12
de abril de 2014 | N° 17761
CLÁUDIA
LAITANO
O tempo do talento
Muita
gente disse, e eu concordo: José Wilker era o Jack Nicholson brasileiro. As
semelhanças entre os dois atores aparecem tanto na persona pública que adotaram
– a do sujeito cínico e sedutor, sempre afetando certa indiferença pelo que está
rolando em volta – quanto na forma como conduziram suas carreiras. Ambos foram
grandes atores na juventude, mas, em algum momento, acomodaram-se sobre o próprio
sucesso, tornando-se, na maior parte do tempo, intérpretes de si mesmos em cena.
José
Wilker e Jack Nicholson foram “early bloomers”, talentos que se revelaram cedo
e de forma explosiva. Picasso foi um “early bloomer”: embora tenha pintado e
vivido muito, suas obras mais importantes são as da juventude. Cézanne, por sua
vez, foi um “late bloomer”, um gênio que se aperfeiçoou com o passar do tempo.
O
talento precoce é cobrado pelo passado brilhante – Orson Welles, que dirigiu
seu melhor filme aos 25 anos, é o exemplo clássico do gênio atormentado pela
explosão criativa da juventude. Já o talento tardio corre o risco do descrédito
ou de mal ter tempo de aproveitar o próprio sucesso – caso de Van Gogh, que
demorou para descobrir sua verdadeira vocação e não viveu o suficiente para ver
seu gênio reconhecido.
Costumamos
associar a genialidade mais facilmente aos talentos precoces, como o de Mozart.

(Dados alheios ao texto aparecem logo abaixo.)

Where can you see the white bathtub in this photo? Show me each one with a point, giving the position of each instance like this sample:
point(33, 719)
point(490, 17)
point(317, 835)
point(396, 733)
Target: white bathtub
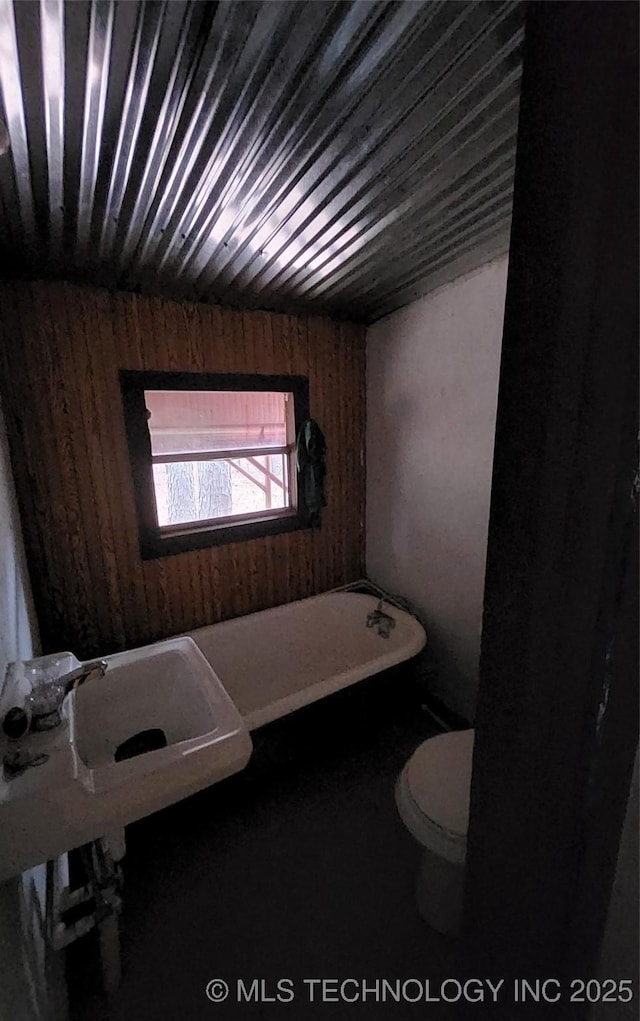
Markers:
point(277, 661)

Já gênios da maturidade, como Machado de Assis, têm a vantagem de cumprir uma
trajetória ascendente. O talento, nestes casos, parece percorrer o caminho
oposto ao da natureza: se o corpo vai ficando mais frágil, mais vigoroso vai se
tornando o espírito criativo.
Pode
haver algo melancólico no artista que parece sempre em dívida com as próprias
realizações, mas a arte se alimenta tanto desses Big Bangs de energia criativa,
que explodem e muitas vezes se consomem em pouco tempo, quanto das trajetórias
lentas e consistentes que vão tomando forma ao longo de décadas.
Para
artistas ou gente comum, early ou late bloomers, tem se tornado cada vez mais
necessária a reinvenção, na maturidade, da trajetória profissional. Para
alguns, essa reinvenção é imposta pelas transformações do mundo em volta, já que
a tecnologia, de uma forma ou de outra, afetou quase todas as profissões que
existem – e mais ainda as que deixaram de existir. Em muitos casos, porém,
essas mudanças nascem do desejo, cada vez mais comum, de sentir-se motivado e
realizado no trabalho, mais do que apenas recompensado materialmente.
José
Wilker parecia desinteressado como ator (sua última fala, em sua última novela,
foi tristemente desimportante e indigna de seu passado), mas, na véspera de sua
morte, estava dirigindo um espetáculo para o teatro – onde, talvez, estivesse
depositando o melhor da sua energia no momento.
No
final das contas, a medida da realização pessoal na profissão talvez esteja
menos ligada ao momento em que se atinge o auge da carreira, mas na capacidade
de continuar apaixonado por aquilo que se faz até a última cena.